Oui. Le fenouil confit au beurre de piment doux et la burrata aux graines de coriandre et fleur de lavande figurent parmi les assiettes sans viande ni poisson, et l’établissement est signalé comme proposant des plats végétariens.
Faut-il réserver ?
Oui, et au moins trois heures à l’avance pour une demande en ligne. En deçà de ce délai, mieux vaut appeler directement le restaurant.
Quels sont les jours d’ouverture ?
Fermé le lundi et le dimanche. Service le mardi soir, le mercredi matin et soir, puis du jeudi au samedi ; les vendredis et samedis, la maison reste ouverte jusqu’à 1 h du matin.
Peut-on y venir seulement pour boire un verre ?
Tout à fait. Le Café Bourbon fonctionne aussi comme bar à vin, avec une cave sélectionnée et des planches de charcuterie, de fromages ou de jambon serrano pensées pour l’apéritif.
Conclusion
Le Café Bourbon tient une position singulière à Montauban : celle d’une table bistronomique doublée d’un bar à vin, installée dans la ville basse plutôt que sur les places touristiques, et qui refuse le format classique de la carte régionale. Le pari du petit plat à partager, servi dans un décor des années 1930, lui a construit une clientèle fidèle.

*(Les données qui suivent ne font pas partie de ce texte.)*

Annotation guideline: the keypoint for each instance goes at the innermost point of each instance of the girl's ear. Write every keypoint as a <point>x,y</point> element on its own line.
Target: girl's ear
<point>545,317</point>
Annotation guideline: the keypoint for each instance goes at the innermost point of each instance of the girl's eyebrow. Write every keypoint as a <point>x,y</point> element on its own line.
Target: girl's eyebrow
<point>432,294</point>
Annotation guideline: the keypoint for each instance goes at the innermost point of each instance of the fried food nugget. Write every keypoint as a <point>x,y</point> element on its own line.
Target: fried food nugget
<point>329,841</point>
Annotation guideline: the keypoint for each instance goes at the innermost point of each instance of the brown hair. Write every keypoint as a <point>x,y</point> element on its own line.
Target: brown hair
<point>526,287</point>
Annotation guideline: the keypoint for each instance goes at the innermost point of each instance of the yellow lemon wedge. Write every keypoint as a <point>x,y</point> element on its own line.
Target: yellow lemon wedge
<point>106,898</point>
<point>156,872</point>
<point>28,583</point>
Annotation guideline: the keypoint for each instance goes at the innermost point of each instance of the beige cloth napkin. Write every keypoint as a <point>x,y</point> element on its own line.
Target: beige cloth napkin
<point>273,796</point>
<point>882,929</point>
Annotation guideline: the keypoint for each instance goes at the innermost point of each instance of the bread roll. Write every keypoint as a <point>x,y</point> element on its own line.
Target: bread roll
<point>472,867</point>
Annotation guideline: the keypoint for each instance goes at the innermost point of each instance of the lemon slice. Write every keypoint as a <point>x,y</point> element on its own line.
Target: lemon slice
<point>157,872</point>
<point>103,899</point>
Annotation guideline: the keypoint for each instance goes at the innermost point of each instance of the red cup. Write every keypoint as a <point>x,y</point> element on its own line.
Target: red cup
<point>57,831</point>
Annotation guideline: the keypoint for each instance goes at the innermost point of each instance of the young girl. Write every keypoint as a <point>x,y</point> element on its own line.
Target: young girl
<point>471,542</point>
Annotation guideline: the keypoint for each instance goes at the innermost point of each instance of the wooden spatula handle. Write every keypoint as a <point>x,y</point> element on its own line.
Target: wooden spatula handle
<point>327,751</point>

Quatre assiettes résument l’esprit du lieu. Le gravlax de saumon mariné aux kumquats et le fenouil confit au caramel d’olives noires illustrent le goût de la maison pour l’acidité. Les ravioles de volaille au lait de parmesan et la longe de thon au saké, accompagnée de mochis au combava, montrent l’étendue du répertoire chaud. Côté sucré, la pavlova ananas-passion fait figure de signature.
Pour une découverte à petit prix, le menu du midi en semaine reste la formule la plus abordable. Le soir, le menu duo permet de goûter cinq assiettes et deux desserts en couple ou entre amis, idéalement accompagné d’un conseil pris auprès de l’équipe devant la cave. Pensez simplement à réserver, la salle étant de taille modeste.